My setup: ASP.NET 4.0 Web Site running on IIS 6.0.
I have a site with many landing pages with virtual URLs, all being served by a single physical landingpage.aspx file (via ASP.NET 4.0 Routing), in which I use the OutputCache directive, caching the page on the server for 24 hours.
Recently, I started to experience a problem that the __doPostBack JavaScript block was missing from some of the generated pages. There is a LinkButton in the page (inside a webusercontrol), so the JS block should be there, but sometimes it isn’t. This is naturally leading to JS errors in the browser upon clicking the LinkButton.
My suspicion is that maybe on the first visit to a given URL handled by the above mentioned physical .aspx file it might have been a visit by a client (a browser or a search bot) which maybe was considered by ASP.NET as a down-level browser, and therefore the doPostBack was not output into the generated cached version of the page, and then this wrong cached version is served to all the subsequent visitors…? On the other hand, I’d say ASP.NET is smart enough to generate different cached version for different levels of browsers, isn’t it?
Nevertheless, my question is: can I find the cached files that are served to the visitors somewhere on the server, and somehow check if my assumptions are correct?

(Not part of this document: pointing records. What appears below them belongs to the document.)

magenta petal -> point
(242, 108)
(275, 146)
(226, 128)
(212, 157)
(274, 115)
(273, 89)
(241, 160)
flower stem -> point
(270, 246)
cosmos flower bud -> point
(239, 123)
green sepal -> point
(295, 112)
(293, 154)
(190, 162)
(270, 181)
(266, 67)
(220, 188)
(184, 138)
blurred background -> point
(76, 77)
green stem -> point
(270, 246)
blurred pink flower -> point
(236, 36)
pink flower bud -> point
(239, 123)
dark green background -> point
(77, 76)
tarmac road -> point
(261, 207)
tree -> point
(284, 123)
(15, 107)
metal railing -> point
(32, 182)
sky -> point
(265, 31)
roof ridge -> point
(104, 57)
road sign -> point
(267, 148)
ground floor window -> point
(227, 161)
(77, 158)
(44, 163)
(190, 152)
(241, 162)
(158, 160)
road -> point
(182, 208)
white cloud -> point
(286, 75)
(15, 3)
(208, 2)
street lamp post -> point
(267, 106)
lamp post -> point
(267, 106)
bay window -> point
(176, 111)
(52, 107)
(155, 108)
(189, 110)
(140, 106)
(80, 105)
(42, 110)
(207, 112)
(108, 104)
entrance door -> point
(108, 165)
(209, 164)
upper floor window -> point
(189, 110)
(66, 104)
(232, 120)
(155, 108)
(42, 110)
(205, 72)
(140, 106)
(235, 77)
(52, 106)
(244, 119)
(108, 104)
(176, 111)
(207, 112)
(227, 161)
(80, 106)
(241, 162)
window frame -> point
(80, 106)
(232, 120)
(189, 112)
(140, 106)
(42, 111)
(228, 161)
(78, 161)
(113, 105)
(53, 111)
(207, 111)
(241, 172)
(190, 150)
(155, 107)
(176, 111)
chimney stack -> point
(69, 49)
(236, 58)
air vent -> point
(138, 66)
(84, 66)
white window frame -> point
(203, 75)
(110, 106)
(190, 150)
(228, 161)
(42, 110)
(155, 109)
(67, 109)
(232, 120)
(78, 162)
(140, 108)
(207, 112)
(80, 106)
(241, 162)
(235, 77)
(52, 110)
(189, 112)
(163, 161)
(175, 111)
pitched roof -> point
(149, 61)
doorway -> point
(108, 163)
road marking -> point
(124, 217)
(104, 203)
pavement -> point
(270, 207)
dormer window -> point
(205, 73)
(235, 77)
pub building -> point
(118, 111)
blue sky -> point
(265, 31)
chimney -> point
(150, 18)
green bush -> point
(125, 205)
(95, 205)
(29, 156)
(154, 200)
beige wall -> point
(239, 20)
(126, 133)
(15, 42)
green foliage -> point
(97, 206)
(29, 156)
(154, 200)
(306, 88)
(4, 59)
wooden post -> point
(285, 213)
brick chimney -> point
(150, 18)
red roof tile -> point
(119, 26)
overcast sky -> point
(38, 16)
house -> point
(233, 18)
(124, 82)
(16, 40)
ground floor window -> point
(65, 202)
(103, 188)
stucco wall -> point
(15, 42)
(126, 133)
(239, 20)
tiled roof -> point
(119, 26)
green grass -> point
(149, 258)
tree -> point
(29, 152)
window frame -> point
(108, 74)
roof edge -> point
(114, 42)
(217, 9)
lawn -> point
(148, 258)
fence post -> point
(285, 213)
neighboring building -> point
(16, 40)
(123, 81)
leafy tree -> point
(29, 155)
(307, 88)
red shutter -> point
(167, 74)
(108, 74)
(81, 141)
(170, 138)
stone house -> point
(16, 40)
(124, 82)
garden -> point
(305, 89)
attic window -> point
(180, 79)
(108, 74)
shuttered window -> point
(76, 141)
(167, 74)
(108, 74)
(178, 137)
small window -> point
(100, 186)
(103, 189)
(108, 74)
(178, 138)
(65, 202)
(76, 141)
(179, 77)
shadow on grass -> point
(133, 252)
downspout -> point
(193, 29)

Also, I would like to disable this ASP.NET recognition of browsers altogether and serve the same content to every browser, just as it would serve to any modern browser.
Thanks a lot for any advice and help.
Answering my own question: Confirmed that the website was sending back HTML without __doPostBack() for unrecognized browsers. Adding ClientTarget=”uplevel” to the @ Page directive at the top of the .aspx page in question solved the problem and __doPostBack() block is now always present.